Download or read book Strangers in Their Own Land written by Arlie Russell Hochschild and published by The New Press. This book was released on 2018-02-20 with total page 305 pages. Available in PDF, EPUB and Kindle. Book excerpt: The National Book Award Finalist and New York Times bestseller that became a guide and balm for a country struggling to understand the election of Donald Trump "A generous but disconcerting look at the Tea Party. . . . This is a smart, respectful and compelling book." —Jason DeParle, The New York Times Book Review When Donald Trump won the 2016 presidential election, a bewildered nation turned to Strangers in Their Own Land to understand what Trump voters were thinking when they cast their ballots. Arlie Hochschild, one of the most influential sociologists of her generation, had spent the preceding five years immersed in the community around Lake Charles, Louisiana, a Tea Party stronghold. As Jedediah Purdy put it in the New Republic, "Hochschild is fascinated by how people make sense of their lives. . . . [Her] attentive, detailed portraits . . . reveal a gulf between Hochchild's 'strangers in their own land' and a new elite." Already a favorite common read book in communities and on campuses across the country and called "humble and important" by David Brooks and "masterly" by Atul Gawande, Hochschild's book has been lauded by Noam Chomsky, New Orleans mayor Mitch Landrieu, and countless others. The paperback edition features a new afterword by the author reflecting on the election of Donald Trump and the other events that have unfolded both in Louisiana and around the country since the hardcover edition was published, and also includes a readers' group guide at the back of the book.

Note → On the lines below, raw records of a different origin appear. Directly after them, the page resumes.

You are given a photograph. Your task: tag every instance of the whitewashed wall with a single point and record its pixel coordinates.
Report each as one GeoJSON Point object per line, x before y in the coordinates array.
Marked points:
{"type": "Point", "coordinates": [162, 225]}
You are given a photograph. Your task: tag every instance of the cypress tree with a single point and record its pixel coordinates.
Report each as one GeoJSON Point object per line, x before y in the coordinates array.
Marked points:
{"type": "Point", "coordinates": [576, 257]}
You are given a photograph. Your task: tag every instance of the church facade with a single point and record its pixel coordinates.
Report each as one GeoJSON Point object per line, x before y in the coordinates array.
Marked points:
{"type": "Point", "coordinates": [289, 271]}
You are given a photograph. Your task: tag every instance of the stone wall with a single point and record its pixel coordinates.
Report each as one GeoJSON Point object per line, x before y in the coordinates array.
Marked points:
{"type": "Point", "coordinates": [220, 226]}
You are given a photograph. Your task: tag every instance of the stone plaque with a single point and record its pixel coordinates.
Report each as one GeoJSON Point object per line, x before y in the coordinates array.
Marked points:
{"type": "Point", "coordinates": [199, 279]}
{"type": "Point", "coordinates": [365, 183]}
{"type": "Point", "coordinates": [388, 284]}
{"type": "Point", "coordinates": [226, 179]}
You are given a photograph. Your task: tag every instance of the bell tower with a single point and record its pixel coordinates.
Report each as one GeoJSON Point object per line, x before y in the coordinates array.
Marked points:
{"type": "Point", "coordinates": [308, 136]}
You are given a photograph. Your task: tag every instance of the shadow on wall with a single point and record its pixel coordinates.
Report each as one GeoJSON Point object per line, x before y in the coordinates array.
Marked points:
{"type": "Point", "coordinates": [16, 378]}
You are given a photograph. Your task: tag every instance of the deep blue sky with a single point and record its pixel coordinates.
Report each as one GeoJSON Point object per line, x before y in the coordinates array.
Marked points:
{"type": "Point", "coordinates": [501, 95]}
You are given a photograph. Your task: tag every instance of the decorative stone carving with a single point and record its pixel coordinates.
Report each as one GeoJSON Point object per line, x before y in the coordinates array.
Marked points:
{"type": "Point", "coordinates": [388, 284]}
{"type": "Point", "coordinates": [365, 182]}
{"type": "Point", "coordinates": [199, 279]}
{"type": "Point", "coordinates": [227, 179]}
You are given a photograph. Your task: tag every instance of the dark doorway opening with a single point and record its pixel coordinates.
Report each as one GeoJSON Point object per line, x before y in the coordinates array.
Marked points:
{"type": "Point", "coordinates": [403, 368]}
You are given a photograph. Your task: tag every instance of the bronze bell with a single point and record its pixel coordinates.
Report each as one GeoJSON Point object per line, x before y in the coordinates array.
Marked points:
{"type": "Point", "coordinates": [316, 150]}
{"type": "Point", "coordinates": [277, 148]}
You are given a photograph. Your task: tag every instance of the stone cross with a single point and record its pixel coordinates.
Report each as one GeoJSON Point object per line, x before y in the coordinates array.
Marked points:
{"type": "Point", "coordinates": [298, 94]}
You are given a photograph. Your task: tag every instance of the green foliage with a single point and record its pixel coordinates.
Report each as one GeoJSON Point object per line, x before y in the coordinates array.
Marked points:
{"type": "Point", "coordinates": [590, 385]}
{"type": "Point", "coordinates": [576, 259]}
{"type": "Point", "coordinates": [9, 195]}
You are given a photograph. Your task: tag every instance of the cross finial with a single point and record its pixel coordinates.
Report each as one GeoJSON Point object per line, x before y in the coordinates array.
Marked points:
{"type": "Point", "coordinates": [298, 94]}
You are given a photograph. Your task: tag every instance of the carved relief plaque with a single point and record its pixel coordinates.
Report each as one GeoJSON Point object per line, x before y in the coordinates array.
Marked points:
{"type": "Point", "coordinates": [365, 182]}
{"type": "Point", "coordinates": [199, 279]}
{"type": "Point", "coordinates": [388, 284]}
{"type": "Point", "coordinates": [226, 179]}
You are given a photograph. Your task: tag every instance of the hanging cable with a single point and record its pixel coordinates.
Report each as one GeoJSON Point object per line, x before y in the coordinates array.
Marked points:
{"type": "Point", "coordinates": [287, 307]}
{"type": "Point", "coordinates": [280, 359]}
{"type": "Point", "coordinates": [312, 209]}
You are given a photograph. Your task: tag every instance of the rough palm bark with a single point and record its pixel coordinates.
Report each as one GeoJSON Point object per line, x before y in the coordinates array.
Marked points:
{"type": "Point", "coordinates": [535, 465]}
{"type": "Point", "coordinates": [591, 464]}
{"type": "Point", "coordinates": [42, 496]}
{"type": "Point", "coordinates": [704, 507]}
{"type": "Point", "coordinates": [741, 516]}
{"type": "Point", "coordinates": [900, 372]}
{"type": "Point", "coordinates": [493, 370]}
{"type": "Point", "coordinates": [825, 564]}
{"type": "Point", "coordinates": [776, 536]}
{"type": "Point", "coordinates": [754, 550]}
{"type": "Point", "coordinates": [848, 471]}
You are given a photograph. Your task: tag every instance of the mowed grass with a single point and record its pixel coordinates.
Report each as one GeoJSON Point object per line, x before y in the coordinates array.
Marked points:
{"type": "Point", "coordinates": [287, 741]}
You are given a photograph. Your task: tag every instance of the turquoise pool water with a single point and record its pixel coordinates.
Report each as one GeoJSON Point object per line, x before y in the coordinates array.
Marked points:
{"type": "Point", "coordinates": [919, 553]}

Book Storytelling Sociology

Download or read book Storytelling Sociology written by Ronald J. Berger and published by Lynne Rienner Pub. This book was released on 2005 with total page 307 pages. Available in PDF, EPUB and Kindle. Book excerpt: This exciting new book is about the narrative turn in sociology, an approach that views lived experience as constructed, at least in part, by the stories that people tell about it. The book is organized around four themes family and place, the body, education and work, and the passage of time that tell a story about the life course and touch on a wide range of enduring sociological topics. The first chapter explores some of the theories of narrative that mark contemporary social analysis. Introductions to the four sections identify the narrative style and sociological themes that the essays reflect. The heart of the book, however, is not about narrative but of narrative: scholars who have been involved in class, racial/ethnic, gender, sexual orientation, and disability studies compellingly write about their own life experiences.